The search for the blessing is not just a modern-day phenomenon, but it has its roots early in the Old Testament. We find a vivid portrayal of a person who was bypassed when it came time to receive the family blessing from his father. Esau, the first-born son of Isaac, was fully expecting to be blessed of his father, but Esau’s twin, Jacob, had usurped the blessing by tricking the aged and almost-blind Isaac into laying his hands on him and giving him the blessing instead of Esau.

When Esau eventually arrived to get his blessing, he was too late. The deed was done and Jacob was the one on whom their father’s blessing had been bestowed. Even though Esau sought a blessing for himself, it was to no avail and he was devastated. “Esau did receive a blessing of sorts from his father, but it was not the words of value and acceptance that he had longed to hear.”

Importance of the blessing today

Today, as in centuries past, orthodox Jewish homes bestow a special family blessing on their children. This blessing is much like the patriarchal blessing we were introduced to in the story of Esau. This blessing has apparently been an important conferring of acceptance for children down through the generations. It has been documented that when children are deprived of “The Blessing” from their parents, it can cause incredible damage to their spirit, their self-esteem and their joy in life.

That is why it is so vitally important for fathers and mothers to definitely convey to their offspring that they are accepted and considered of great worth in the eyes and estimation of the parents.

Of course, scores of folks somehow get through their early years and never hear “The Blessing” from their parents. Cult leaders around the country know how to tap into this void in the hearts of young people and provide a sense of counterfeit parental acceptance, affection, attention and affirmation. This is a major magnet for many false religions or worse situations.

If you are a parent, learning about the family blessing can help provide your children with a protective tool. Genuine acceptance by you will counter the longing for imaginary acceptance from., some bogus source.

Many people look back on a life where “The Blessing” was absent. Perhaps well-meaning, yet uninformed, parents failed in the area of showing acceptance and affection when it was called for and now there is an emptiness that has lingered for these many years. Is it too late to make up for lost time? I think the good Lord is well able to restore what the years have taken from us.

We should first bless and forgive our parents for any lack on their part of failing to confer upon us “The Blessing,” for Scripture is clear that we should honor our father and mother.

We should also make a concerted effort to confer blessing upon our own children in every appropriate way. We ourselves should become encouragers of our family, friends and co-workers. There is something very significant and special about giving blessings to others. Our Lord Jesus said, “Give and it shall be given to you…”

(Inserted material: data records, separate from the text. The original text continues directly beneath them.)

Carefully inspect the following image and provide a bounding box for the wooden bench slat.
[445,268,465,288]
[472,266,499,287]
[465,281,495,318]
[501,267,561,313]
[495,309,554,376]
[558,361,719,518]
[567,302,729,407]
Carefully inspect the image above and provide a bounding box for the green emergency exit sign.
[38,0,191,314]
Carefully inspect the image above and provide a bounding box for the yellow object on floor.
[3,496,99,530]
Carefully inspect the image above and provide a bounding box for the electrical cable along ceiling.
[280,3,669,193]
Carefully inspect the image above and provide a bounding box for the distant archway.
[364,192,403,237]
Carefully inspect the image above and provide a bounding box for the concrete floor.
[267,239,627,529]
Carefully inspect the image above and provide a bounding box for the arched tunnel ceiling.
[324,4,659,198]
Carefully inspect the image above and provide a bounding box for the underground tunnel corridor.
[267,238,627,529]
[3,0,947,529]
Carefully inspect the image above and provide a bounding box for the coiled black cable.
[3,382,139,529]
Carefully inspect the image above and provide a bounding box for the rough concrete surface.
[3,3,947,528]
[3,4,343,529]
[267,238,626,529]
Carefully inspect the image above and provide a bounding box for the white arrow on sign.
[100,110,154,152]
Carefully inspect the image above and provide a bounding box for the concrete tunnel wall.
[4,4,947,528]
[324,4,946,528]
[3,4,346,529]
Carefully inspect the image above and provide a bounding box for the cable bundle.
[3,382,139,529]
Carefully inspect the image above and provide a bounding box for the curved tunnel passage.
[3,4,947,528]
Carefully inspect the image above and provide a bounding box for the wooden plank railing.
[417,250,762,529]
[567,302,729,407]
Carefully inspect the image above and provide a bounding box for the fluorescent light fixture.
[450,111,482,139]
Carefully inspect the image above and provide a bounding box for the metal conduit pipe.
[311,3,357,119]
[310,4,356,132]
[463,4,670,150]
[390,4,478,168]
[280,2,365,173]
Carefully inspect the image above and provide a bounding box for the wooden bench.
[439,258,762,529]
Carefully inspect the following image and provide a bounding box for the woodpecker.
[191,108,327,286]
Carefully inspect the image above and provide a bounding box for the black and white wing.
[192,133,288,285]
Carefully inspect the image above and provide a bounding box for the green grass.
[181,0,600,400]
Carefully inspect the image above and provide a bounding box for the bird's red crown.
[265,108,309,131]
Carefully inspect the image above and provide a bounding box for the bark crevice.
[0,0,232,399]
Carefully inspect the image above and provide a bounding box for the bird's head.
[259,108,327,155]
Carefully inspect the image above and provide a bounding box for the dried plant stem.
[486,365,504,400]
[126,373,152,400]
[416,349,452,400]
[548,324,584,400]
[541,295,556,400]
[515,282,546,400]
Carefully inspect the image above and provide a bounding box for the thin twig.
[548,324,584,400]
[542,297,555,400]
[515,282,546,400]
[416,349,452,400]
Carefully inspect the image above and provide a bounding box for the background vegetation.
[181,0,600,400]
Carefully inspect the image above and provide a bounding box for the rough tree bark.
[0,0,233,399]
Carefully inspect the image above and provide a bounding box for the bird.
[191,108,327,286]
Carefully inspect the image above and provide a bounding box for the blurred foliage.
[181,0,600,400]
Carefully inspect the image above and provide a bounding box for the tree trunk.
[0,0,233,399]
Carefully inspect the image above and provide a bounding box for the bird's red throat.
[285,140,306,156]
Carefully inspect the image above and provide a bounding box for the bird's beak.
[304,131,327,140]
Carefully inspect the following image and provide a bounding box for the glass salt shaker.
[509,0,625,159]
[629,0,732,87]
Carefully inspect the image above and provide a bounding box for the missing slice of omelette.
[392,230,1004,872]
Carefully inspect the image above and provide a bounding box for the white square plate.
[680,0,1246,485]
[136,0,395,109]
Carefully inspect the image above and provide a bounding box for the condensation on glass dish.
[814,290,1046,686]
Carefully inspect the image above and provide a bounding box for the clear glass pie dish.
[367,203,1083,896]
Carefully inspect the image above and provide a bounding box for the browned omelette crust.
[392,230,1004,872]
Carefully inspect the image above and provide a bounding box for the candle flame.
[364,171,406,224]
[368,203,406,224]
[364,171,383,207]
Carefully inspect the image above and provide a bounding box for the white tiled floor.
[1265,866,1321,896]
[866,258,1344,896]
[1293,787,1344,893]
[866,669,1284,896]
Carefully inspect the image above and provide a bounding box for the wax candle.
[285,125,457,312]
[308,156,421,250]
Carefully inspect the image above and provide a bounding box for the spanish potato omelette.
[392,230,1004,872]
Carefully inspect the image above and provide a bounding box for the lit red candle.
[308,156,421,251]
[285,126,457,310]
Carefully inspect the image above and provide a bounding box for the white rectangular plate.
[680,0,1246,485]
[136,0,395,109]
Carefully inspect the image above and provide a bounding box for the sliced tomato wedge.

Dear friends, this column may not hit home to many of you, simply because you had first-rate parents and you are able to rejoice as you consider their outstanding way of blessing you as you grew up in their home.

Some of you may feel otherwise and many times have wished you could have received “The Blessing” referred to by Smalley and Trent.

When all is said and done, remember, we have a Heavenly Father who takes note of all that we have been deprived of in this life; all that we stand in need of, including “The Blessing” we may have never received. Let’s purpose and determine in our hearts that whatever we may have not received, we will make sure to give our next generation “The Blessing.” The Lord is counting on us to do it. The greatest blessing of all is to help our children accept Jesus Christ as their Lord and Savior.

Dr. David Sparks is senior pastor of Flat Rock Pentecostal Holiness Church & National Chaplain, U.S, Landing Ship Tank Association.